That night, Foucault also talks about the cinema he appreciates, that of Antonioni and Fellini. 

Simeon Wade and Michael Stoneman are a couple.

To this couple, Foucault can also talk about a personal, intimate and in his case painful subject: his homosexuality, which was more than badly accepted in France, where it was still considered an illness.

Not only Foucault suffered from it for a long time and atrociously.

But it is, among other things, the awareness of his homosexuality which led him twice in his youth to the brink of suicide.

To quote Foucault himself, "It very quickly turned into a kind of psychiatric threat.

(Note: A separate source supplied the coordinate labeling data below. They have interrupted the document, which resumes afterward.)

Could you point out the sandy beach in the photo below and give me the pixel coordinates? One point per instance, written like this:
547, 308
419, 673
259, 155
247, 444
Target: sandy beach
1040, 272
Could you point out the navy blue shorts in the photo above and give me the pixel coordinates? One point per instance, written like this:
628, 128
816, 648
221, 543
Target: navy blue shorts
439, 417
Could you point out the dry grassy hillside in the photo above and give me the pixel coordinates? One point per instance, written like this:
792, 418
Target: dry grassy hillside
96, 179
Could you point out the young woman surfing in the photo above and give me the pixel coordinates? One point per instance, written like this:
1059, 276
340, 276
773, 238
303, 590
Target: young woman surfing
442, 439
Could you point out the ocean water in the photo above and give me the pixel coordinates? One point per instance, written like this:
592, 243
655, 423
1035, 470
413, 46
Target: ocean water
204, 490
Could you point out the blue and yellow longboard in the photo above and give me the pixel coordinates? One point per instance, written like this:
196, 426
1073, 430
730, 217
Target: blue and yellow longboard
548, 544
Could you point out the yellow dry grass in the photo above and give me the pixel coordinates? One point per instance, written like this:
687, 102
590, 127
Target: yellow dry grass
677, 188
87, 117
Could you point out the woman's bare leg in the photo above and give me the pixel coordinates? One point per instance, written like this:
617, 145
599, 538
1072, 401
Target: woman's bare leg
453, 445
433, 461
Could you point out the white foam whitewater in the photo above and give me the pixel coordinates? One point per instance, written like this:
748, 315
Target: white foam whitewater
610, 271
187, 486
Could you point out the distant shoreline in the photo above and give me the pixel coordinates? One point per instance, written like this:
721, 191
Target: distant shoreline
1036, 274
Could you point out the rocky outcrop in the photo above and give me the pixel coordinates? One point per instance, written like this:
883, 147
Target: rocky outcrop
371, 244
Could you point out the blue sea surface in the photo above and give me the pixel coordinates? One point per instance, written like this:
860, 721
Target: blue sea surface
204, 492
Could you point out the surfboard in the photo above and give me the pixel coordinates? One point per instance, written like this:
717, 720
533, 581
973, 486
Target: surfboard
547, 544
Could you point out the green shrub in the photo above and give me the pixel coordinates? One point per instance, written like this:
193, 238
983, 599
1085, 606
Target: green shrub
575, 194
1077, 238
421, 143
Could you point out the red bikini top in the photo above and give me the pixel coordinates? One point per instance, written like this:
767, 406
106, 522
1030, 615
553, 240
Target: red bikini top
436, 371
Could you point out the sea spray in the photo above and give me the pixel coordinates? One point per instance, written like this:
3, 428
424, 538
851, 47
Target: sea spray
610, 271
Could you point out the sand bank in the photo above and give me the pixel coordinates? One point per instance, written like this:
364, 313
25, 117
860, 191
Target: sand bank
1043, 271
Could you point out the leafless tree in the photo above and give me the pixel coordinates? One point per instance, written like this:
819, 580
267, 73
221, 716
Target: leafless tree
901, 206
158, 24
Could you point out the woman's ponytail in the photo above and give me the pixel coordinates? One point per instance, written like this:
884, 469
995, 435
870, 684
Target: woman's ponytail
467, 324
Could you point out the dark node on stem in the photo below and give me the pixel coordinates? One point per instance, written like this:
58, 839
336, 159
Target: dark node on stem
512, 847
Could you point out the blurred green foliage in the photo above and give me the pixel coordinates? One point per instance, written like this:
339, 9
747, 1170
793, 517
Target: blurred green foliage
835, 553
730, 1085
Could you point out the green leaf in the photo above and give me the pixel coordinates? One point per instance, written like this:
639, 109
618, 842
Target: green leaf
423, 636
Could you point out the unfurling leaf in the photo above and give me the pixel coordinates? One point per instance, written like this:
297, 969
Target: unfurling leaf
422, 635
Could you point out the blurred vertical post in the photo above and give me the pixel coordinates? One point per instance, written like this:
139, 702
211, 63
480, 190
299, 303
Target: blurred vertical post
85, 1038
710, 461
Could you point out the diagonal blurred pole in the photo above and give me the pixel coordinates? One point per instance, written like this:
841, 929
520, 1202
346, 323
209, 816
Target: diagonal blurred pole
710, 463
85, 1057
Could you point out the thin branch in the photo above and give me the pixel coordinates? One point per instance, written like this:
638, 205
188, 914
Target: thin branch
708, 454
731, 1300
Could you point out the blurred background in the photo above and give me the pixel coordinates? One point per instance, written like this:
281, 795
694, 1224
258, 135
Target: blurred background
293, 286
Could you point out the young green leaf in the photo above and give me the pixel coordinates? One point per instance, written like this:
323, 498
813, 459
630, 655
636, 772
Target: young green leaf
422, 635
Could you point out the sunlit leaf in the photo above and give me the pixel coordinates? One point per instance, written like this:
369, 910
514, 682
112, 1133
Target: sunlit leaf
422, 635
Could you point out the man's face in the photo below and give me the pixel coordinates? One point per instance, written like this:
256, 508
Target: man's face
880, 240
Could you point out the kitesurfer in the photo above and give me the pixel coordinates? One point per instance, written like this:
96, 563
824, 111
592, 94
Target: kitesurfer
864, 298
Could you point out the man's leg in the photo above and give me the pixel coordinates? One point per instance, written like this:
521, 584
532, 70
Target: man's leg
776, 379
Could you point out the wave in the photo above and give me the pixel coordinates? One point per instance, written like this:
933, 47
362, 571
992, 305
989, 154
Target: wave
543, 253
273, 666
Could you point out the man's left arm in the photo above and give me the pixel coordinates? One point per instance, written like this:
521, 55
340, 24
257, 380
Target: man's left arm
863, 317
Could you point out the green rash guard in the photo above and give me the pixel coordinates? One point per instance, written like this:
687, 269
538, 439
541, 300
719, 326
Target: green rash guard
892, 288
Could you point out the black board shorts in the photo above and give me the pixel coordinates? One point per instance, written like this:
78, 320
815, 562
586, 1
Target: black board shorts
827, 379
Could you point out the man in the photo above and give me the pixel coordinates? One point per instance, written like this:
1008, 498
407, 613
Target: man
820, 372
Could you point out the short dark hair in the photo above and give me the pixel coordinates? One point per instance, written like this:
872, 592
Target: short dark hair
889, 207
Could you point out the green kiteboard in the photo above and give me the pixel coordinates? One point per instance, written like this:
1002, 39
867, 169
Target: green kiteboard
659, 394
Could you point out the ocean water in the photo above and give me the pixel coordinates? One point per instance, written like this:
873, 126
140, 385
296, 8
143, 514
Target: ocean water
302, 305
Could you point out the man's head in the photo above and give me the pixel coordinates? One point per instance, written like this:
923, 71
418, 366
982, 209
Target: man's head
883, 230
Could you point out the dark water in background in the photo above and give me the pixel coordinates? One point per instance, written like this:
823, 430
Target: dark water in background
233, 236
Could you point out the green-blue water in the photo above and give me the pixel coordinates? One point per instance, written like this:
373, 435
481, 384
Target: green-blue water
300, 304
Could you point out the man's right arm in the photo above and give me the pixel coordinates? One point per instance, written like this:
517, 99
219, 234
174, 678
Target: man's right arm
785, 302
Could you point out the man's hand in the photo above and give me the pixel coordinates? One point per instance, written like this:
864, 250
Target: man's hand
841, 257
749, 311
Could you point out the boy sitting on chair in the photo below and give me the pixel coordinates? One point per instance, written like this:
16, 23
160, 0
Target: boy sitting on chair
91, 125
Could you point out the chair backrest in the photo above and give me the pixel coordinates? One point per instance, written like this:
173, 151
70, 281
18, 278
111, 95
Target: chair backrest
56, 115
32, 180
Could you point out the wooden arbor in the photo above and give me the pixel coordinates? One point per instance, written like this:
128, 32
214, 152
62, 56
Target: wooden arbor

If you're not like everyone else, it's because you're abnormal; if you're abnormal, it's because you are sick".

An episode with erased memories

Coming back from the valley of death, however, that night of 1975 dissolved.

Michel Foucault never spoke about it publicly.

And for decades, his strange experience remained a mere rumor.

Until Heather Dundas, an American academic, decided to work on the question in 2014. She then met Simeon Wade, who gave her his manuscript on this night.

But the doubt remains, until he finally finds, two years later, the documents which attest to the reality of this journey to the frontiers of the mind. 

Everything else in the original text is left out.